The beginning of the party sets the scene perfectly, the introductory montage gives the audience a glimpse of these characters. The tension in the back of Michael’s mind of Alan’s call is interwoven throughout, as we see Michael explain the event to the party attendees before Alan unexpectedly shows up. As the game begins, each character’s story is unfurled: Bernard and his night with the son of his mother’s employer; Emory at the prom; Hank and his first time with a man; and Alan’s relationship with a mutual college friend of Michael’s.

The call scenes are punctuated with flashbacks, the light playing on the pool that Bernard swims in, the handmade stars at prom that Emory is ridiculed under. Tension ebbs and flows between the calls, you edge closer and closer off your chair as you watch, waiting to see if their true loves will answer the call. All that is unspoken, that we guess amongst the fog of suggestive looks and innuendo, comes boiling over, and everyone is scolded.

If the party and the game is the centre of the film, Alan and his story orbit it. Hutchison’s portrayal pulls on every heartstring, Alan somewhere between being tight-lipped and silent, to bursting at the seams with secrets. Just as you being to sympathise, to lean into this clearly tortured man, Hutchison inverts everything, Alan’s homophobia climaxing in his attack on Emory. Throughout the film, you are transfixed in the confusion of how you should feel for these characters. How much of their cruelty is humour? How much of it hides personal foibles? How much of it is uncensored malevolence? You oscillate between love and hate, compassion and chastisement, for these men. They are as fabulous as they are flawed. The one thing you can fall in love with: the artistry of the acting.

Under the direction of Joe Mantello, The Boys In The Band microscopically examines and unpacks a multitude of queer experiences. With few heteronormative milestones to bond over, the characters are set to the backdrop of other issues and topics. Michael and Harold are alcoholics, obsessed with their appearance and age like fairy tale witches. Michael and Donald are seeing therapists, Larry refuses to be monogamous, and Hank, as recently divorced, still can ‘pass’ for straight. While the experiences are diverse, the characters share one common feeling: self-hate and denial. Of themselves, of their identity, of love and of addictions, the audience are exposed to lives that, unless also queer, they could only have nightmares about.

The film climaxes when Harold flays Michael, overturning the party and game to reveal his obsessive medicated self-loathing. “You’re a homosexual and you don’t want to be”, Harold says. “You can’t change that. Not all your prayers to God. Not all the analysis you can buy. You will always be a homosexual.” Quinto delivers his lines deliberately, a blend of honey and vinegar. But watching him say this, as Parsons stares at the wall, white-knuckling the mantlepiece, strikes deep.

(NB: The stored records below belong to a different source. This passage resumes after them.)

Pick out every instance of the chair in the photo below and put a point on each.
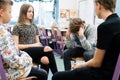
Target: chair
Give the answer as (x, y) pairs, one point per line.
(43, 37)
(3, 74)
(58, 41)
(117, 70)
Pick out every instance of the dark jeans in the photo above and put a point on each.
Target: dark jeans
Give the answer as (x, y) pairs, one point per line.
(84, 73)
(75, 52)
(37, 52)
(41, 74)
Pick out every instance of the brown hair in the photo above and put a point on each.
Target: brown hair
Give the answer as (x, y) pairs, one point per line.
(107, 4)
(4, 3)
(74, 24)
(23, 14)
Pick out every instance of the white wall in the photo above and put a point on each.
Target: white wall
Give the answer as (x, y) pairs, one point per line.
(67, 4)
(84, 8)
(86, 11)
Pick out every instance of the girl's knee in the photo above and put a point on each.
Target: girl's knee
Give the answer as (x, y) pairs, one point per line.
(47, 49)
(44, 60)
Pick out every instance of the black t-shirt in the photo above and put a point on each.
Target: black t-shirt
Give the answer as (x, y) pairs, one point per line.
(106, 35)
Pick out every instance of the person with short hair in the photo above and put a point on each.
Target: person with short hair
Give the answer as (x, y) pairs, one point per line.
(102, 65)
(80, 42)
(17, 64)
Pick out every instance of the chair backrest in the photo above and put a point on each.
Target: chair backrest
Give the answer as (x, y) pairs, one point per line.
(117, 70)
(2, 71)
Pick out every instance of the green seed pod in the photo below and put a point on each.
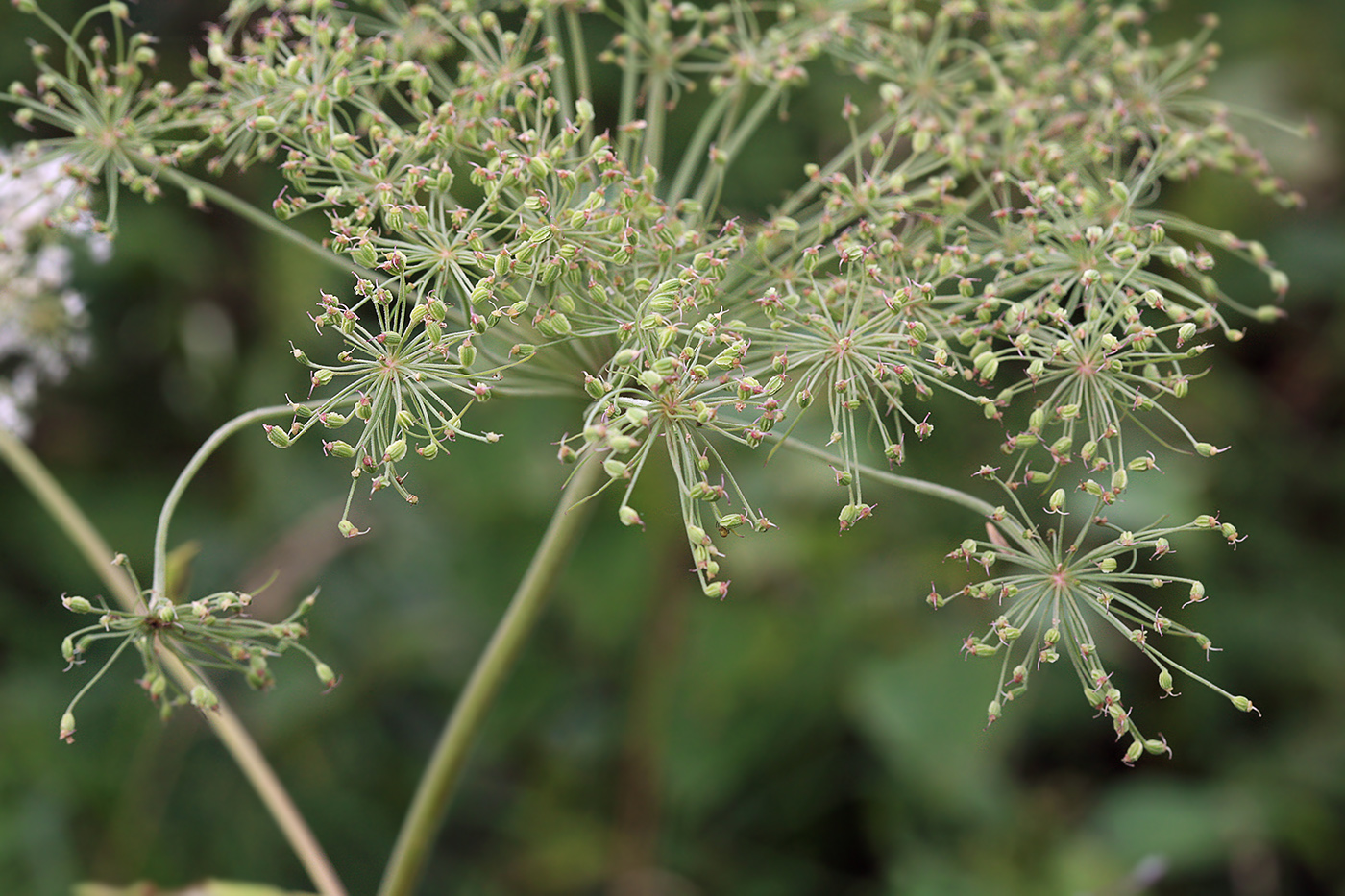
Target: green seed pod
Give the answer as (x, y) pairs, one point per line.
(78, 604)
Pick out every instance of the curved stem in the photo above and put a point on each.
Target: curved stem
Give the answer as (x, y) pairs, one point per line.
(446, 765)
(160, 581)
(222, 721)
(266, 222)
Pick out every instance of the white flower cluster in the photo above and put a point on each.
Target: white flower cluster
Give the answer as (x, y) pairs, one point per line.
(43, 213)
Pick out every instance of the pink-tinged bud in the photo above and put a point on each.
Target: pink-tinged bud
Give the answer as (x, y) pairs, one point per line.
(349, 530)
(78, 604)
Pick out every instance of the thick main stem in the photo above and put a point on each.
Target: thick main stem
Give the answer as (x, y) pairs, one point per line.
(436, 787)
(222, 721)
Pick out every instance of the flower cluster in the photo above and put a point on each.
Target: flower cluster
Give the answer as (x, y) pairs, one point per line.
(43, 211)
(208, 633)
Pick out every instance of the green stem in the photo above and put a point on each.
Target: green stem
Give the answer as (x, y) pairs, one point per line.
(160, 581)
(225, 724)
(921, 486)
(446, 765)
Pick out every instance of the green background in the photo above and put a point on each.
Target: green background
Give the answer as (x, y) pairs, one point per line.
(816, 734)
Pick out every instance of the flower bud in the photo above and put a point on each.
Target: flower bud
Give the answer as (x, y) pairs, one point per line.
(1058, 500)
(717, 590)
(77, 604)
(278, 436)
(349, 530)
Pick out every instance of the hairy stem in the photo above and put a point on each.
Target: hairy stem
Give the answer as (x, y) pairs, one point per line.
(908, 483)
(222, 721)
(446, 765)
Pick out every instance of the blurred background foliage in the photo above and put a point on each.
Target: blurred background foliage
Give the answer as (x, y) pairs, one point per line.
(817, 734)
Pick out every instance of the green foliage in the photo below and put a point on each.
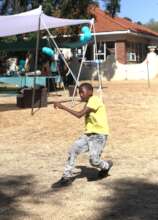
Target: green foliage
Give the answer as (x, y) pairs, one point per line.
(152, 24)
(112, 6)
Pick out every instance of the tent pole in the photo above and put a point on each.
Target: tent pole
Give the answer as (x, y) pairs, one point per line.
(36, 64)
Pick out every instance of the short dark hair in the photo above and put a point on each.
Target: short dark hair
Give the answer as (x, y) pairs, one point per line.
(88, 86)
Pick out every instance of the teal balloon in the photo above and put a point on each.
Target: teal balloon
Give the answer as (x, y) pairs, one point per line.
(82, 39)
(48, 51)
(87, 36)
(85, 29)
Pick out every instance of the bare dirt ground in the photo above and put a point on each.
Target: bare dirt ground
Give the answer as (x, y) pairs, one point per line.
(33, 150)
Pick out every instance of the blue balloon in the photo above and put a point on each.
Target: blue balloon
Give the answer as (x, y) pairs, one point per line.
(48, 51)
(86, 36)
(85, 29)
(82, 39)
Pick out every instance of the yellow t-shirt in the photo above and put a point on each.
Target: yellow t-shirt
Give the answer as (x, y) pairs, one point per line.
(96, 122)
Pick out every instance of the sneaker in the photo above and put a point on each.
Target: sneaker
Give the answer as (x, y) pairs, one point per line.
(64, 181)
(104, 173)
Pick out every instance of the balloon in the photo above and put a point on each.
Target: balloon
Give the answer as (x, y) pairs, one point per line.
(82, 39)
(85, 29)
(86, 36)
(48, 51)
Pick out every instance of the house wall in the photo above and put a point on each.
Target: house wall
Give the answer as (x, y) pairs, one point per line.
(121, 52)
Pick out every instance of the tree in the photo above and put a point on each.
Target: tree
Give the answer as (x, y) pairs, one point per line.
(112, 6)
(152, 24)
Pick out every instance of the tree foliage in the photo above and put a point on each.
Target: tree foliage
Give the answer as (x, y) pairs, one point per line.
(152, 24)
(112, 6)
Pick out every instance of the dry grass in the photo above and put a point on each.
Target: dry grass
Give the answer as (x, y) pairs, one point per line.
(33, 150)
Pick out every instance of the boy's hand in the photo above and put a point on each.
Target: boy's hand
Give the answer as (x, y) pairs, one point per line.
(58, 105)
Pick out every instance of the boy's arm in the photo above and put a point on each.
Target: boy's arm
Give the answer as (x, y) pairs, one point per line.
(77, 114)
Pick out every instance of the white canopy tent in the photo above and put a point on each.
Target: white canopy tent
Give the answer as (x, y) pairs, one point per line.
(34, 21)
(29, 22)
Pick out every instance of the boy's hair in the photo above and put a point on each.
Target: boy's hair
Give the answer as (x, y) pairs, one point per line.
(88, 86)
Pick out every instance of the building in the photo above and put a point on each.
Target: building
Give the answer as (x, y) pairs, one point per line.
(128, 41)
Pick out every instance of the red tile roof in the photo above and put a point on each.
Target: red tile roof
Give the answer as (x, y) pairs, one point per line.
(105, 23)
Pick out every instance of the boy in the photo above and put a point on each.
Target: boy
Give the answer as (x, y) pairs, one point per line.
(95, 136)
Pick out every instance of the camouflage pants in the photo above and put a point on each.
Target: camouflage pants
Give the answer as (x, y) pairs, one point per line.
(94, 144)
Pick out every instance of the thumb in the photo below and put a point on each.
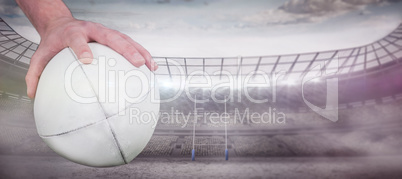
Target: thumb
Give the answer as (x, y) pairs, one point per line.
(39, 60)
(82, 50)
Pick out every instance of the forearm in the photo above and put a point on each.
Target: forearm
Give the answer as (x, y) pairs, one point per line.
(42, 13)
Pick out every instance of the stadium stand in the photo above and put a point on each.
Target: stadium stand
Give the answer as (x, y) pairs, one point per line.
(159, 146)
(204, 146)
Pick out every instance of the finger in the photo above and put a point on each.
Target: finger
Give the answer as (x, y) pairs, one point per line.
(39, 60)
(149, 61)
(79, 44)
(114, 40)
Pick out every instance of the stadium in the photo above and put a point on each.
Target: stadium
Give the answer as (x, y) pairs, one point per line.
(364, 142)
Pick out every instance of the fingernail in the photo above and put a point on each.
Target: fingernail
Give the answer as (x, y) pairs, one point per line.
(139, 59)
(85, 58)
(155, 66)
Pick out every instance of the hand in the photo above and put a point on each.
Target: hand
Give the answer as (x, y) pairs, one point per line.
(69, 32)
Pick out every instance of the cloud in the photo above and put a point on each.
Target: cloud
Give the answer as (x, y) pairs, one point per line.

You want to cry, shout, and gnash your teeth with rage. But the power of Quinto, of all the cast, is the power to strike you dumb with awe.

The Verdict

The Boys In The Band revels in and exposes the inner mechanics, the inner lives, of the gay community. Each character, and actor, diverging from and uniting under our ideas of gay. No word or action is left to chance but is as precise as the artist’s brush. To watch this film is to begin to understand the family, the friends, the idols, even the everyday strangers who have held these truths and had these experiences. This is not light-hearted viewing, to watch while you do the ironing. You’re going to want to sit down for this.